People constantly question my relationship with my parents (specifically my father) and they'll just never understand. I didn't realize that my nuclear family wasn't normal until I went out into the world and saw how other people interacted with their parents. It's a void or an absence you live with your entire life. And it's grief that you'll never have what other people have.


So true. In some ways, the pain has been more acute, seeing how DH interacts with our kids. He hugs them, cuddles them, and cares about their emotional well-being. They'll turn to him with struggles. I never had that with my dad. My mom has always been very codependent, and she's felt like my load to carry as my parents have aged and started drifting apart. But it's not like what OP describes. I can pull from memories where my parents made sacrifices for us, mostly financial, and also of their time shuffling us to activities. It helps me to focus on the good things rather than dwell on what I missed out on.
Anonymous
Anonymous wrote:Yes this is one of those things I think but you can't really express because people who have loving parents with whom they have good relationships just can't really understand. And it's hard if not impossible to explain to someone in the midst of grief (even if their parent died some time ago) that their grief is a gift in a way because it represents how deeply they loved and were loved. No one wants to hear that but it's true.

Those of us who don't have that kind of loving parent have been living with grief pretty much our whole lives. I think I started grieving the lack of love and affection from my parents when I was still a child. And as with any grief you can find ways to carry it easier but it never really goes away. But people who ha loving parents will never understand this and they will always just assume that if you have a living parent you are more fortunate than someone who has lost their parent. They don't understand what it is to live without parental love as a child and adolscent and how deeply painful that is -- they only know what it is to lose the love of a parent who has loved them and treated them well all their lives.

They know loss but not true absence and they never will.


+1
Sometimes when I post here I will get a troll reply like "your parents didn't love you", well, duh, I've always known that.
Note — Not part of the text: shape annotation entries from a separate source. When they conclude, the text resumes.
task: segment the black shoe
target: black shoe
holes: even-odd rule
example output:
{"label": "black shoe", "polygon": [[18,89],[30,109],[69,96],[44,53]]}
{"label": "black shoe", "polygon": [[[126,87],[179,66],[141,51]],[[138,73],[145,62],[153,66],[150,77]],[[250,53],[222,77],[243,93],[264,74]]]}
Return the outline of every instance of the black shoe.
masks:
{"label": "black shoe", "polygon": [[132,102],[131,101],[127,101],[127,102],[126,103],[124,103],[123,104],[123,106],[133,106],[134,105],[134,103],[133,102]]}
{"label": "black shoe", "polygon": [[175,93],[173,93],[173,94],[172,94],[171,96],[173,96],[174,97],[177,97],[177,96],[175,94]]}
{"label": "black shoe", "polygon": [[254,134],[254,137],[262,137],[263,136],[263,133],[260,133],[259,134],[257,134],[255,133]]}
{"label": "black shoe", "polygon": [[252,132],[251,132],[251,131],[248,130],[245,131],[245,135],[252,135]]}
It's not as hurtful as they intend it, because it's just reality. And I have actually told someone that the grief they felt for their father represents the relationship. She got mad.
Anonymous
Anonymous wrote:Too bad there isn't a way to screen her messages. Too bad there isn't a way to have someone screen her messages. Here ... here, this is the only important part.

Wait. She is in Assisted Living. If something dire happened to her *they* would call you. They would. This is what you pay for. You really do not need to be there for her, in every way that *she* thinks. I would move towards a different pattern. Set aside a time of day when you look at her messages, or every few days. Same with visiting and doing anything for her -- it's on you to come up with a sustainable schedule for you.


100% agree. Stop the visits and calls. Check with staff as needed. You are worthy of self care.
Anonymous
Anonymous wrote:My mom is 77 and in an assisted living due to vascular dementia. I’m POA and her only child. When I read the posts about people loving and mourning their 94 year old parents, I can’t believe how lucky you all have been at life.

My mom has always been selfish, difficult, and mean. She’s always put herself first and never cared much about me or my feelings. She is entirely the same person with dementia. I do a lot of work for her and take good care of her. Even with her limited mental capabilities, she is still able to text me snarky things like “don’t you care about me?” And “you never called me today I’m going to bed”.

Our whole relationship is duty. I love her out of obligation. In my most private prayers, I pray she dies soon and quickly so that her miserable (no health issues, just a miserable person) life is over and I can move on in my own life without this caretaking.

I hope that gives some comfort to those who know the true love of an aging parent.



I'm sorry about this but my mother is 94 and the same. You may have many years of this ahead of you
Anonymous
This post is so obnoxious. There is to gauge or threshold to one's grief.